In the experiment, college students whose self-described political views ranged from “very liberal” to “very conservative” were asked “to tap a keyboard when an M appeared on a computer monitor and to refrain from tapping when they saw a W.” The test was conducted twice – once with the M appearing four times more frequently than the W, and again with the reverse pattern:

Each participant was wired to an electroencephalograph that recorded activity in the anterior cingulate cortex, the part of the brain that detects conflicts between a habitual tendency (pressing a key) and a more appropriate response (not pressing the key). Liberals had more brain activity and made fewer mistakes than conservatives when they saw a W, researchers said. Liberals and conservatives were equally accurate in recognizing M. …

Lead author David Amodio, an assistant professor of psychology at New York University, cautioned that the study looked at a narrow range of human behavior and that it would be a mistake to conclude that one political orientation was better. The tendency of conservatives to block distracting information could be a good thing depending on the situation, he said.
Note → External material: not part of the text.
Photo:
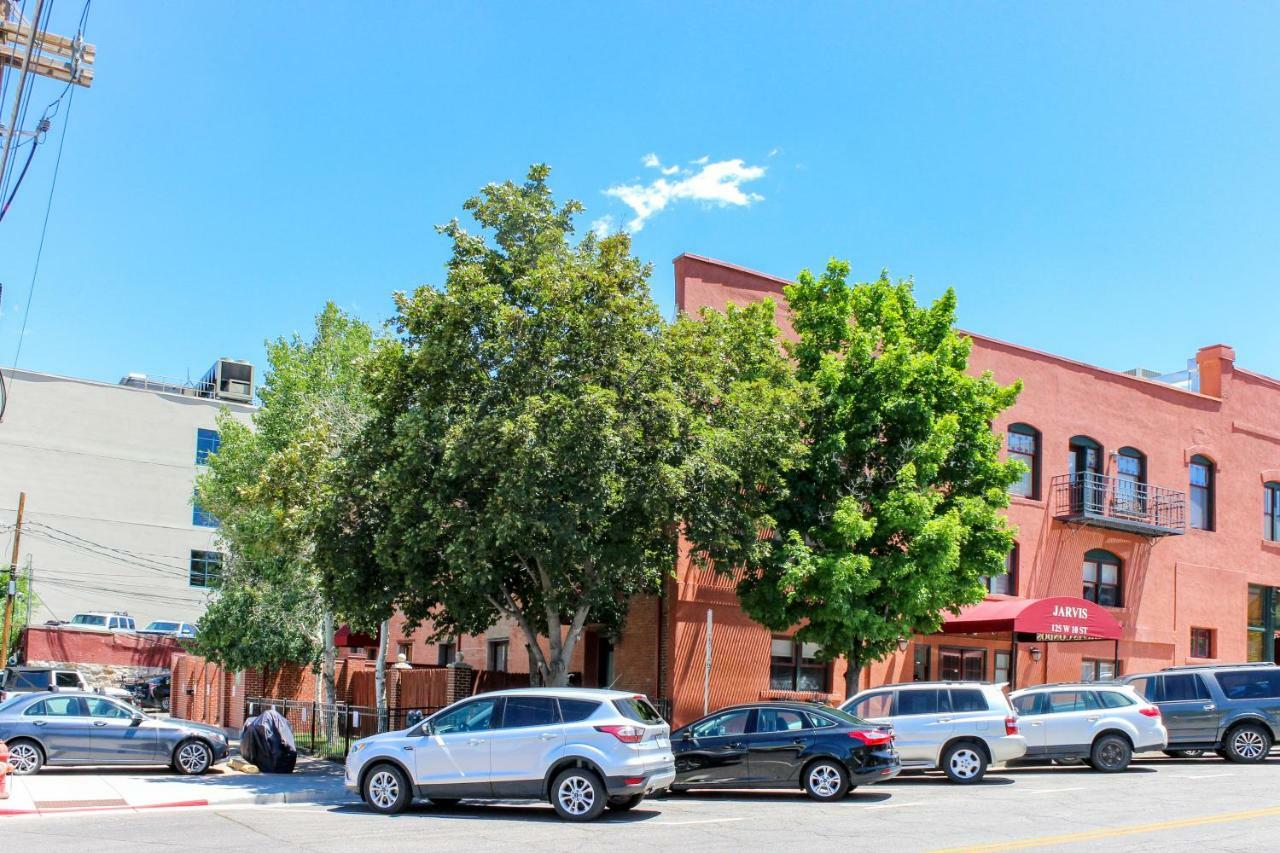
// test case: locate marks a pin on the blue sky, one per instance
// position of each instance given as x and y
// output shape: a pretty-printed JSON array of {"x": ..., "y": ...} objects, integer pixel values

Political orientation, he noted, occurs along a spectrum, and positions on specific issues, such as taxes, are influenced by many factors, including education and wealth. Some liberals oppose higher taxes and some conservatives favor abortion rights.

The study author’s cautions notwithstanding, the Times managed to find no shortage of kibitzers who were all too happy to interpret the results as evidence of superior liberal brainpower:

The results show “there are two cognitive styles – a liberal style and a conservative style,” said UCLA neurologist Dr. Marco Iacoboni, who was not connected to the latest research. …
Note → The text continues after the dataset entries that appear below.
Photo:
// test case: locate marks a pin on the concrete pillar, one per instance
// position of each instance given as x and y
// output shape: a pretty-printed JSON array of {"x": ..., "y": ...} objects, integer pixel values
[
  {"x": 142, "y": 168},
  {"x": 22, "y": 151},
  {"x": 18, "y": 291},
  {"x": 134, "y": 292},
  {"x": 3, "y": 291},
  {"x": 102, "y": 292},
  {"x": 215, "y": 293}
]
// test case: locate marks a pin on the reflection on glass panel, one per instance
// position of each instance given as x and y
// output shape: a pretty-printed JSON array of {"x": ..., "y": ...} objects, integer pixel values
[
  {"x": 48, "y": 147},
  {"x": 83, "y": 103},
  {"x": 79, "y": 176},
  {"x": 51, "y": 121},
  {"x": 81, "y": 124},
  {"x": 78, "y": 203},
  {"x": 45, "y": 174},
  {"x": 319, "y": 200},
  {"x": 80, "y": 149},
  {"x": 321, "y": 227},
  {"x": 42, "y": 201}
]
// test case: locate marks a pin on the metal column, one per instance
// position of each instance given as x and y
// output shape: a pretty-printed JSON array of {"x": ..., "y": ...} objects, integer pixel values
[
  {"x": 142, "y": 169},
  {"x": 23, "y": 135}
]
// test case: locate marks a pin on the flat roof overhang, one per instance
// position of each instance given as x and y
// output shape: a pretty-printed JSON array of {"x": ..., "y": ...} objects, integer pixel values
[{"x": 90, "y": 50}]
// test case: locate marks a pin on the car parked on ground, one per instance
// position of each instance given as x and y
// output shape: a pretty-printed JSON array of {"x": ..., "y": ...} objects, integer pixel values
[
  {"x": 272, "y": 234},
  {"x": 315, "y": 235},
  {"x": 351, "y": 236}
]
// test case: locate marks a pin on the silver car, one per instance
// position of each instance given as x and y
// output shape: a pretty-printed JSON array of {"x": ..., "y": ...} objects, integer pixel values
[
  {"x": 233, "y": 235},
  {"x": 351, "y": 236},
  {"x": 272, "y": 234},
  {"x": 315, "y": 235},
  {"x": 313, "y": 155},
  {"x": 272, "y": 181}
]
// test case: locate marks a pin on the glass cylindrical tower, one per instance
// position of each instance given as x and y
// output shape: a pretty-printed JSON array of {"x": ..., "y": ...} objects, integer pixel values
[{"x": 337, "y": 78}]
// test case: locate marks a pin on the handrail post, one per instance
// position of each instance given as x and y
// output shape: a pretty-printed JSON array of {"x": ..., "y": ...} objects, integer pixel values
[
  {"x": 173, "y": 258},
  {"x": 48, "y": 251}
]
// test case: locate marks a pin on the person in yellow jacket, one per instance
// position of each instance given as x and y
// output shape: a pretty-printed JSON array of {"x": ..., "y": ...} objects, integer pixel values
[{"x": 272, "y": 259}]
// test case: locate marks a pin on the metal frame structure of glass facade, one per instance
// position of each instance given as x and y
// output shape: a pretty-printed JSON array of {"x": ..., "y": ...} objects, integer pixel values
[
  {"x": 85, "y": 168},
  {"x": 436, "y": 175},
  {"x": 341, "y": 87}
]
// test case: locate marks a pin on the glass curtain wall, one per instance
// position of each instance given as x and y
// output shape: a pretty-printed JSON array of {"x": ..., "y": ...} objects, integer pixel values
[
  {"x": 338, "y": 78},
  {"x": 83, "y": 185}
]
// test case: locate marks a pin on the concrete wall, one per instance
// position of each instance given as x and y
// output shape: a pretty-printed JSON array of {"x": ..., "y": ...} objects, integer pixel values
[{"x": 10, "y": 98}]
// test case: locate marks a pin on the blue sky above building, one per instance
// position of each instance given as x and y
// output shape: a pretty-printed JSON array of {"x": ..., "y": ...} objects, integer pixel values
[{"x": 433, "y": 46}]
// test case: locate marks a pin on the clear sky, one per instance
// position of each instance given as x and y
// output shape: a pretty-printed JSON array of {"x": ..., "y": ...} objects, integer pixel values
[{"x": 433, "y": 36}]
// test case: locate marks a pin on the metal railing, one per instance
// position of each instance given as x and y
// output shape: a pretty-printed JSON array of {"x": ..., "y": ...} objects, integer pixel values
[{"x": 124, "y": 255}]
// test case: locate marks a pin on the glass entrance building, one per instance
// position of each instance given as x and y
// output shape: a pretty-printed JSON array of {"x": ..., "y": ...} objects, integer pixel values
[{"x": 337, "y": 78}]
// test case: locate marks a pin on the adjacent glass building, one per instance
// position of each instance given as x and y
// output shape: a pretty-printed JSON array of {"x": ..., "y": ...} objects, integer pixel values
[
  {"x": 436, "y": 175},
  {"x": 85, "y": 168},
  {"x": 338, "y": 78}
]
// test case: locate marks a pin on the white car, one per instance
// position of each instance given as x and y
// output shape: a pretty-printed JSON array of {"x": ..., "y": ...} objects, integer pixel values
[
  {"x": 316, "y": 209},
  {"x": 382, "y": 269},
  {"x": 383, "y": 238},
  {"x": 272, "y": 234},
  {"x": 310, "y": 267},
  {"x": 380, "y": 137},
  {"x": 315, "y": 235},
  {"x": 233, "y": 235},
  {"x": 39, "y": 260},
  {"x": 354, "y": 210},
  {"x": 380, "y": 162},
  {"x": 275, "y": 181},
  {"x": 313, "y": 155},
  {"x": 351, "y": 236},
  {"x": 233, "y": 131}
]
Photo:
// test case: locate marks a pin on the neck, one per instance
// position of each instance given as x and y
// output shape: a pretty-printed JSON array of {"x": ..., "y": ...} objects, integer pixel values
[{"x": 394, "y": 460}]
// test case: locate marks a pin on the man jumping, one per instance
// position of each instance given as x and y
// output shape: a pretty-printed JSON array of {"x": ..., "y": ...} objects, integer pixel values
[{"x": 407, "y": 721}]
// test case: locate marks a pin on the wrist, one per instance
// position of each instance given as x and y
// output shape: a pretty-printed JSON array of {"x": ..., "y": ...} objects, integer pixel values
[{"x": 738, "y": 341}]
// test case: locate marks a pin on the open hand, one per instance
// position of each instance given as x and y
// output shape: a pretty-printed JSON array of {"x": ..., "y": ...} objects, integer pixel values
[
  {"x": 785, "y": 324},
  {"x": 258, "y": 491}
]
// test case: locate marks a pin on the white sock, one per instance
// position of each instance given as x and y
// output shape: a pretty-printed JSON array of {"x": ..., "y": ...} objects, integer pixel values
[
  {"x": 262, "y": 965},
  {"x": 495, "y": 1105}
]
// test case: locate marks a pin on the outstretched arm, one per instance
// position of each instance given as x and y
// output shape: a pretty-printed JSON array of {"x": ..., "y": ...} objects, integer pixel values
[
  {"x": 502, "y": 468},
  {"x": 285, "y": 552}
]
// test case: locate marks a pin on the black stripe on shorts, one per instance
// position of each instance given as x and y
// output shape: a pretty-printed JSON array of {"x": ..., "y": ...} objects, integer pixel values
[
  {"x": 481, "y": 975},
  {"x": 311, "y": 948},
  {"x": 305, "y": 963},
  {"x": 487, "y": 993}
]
Frank J. Sulloway, a researcher at UC Berkeley’s Institute of Personality and Social Research who was not connected to the study, said the results “provided an elegant demonstration that individual differences on a conservative-liberal dimension are strongly related to brain activity.” …

Sulloway said the results could explain why President Bush demonstrated a single-minded commitment to the Iraq war and why some people perceived Sen. John F. Kerry, the liberal Massachusetts Democrat who opposed Bush in the 2004 presidential race, as a “flip-flopper” for changing his mind about the conflict.

If Sulloway is so smart, how does he explain Mitt Romney’s flip-flopping? Or the “single-minded” opposition to the Iraq War demonstrated by Dennis Kucinich and Barack Obama (second item)?

Note: The Stiletto writes about politics and other stuff at The Stiletto Blog.

Be Sociable, Share!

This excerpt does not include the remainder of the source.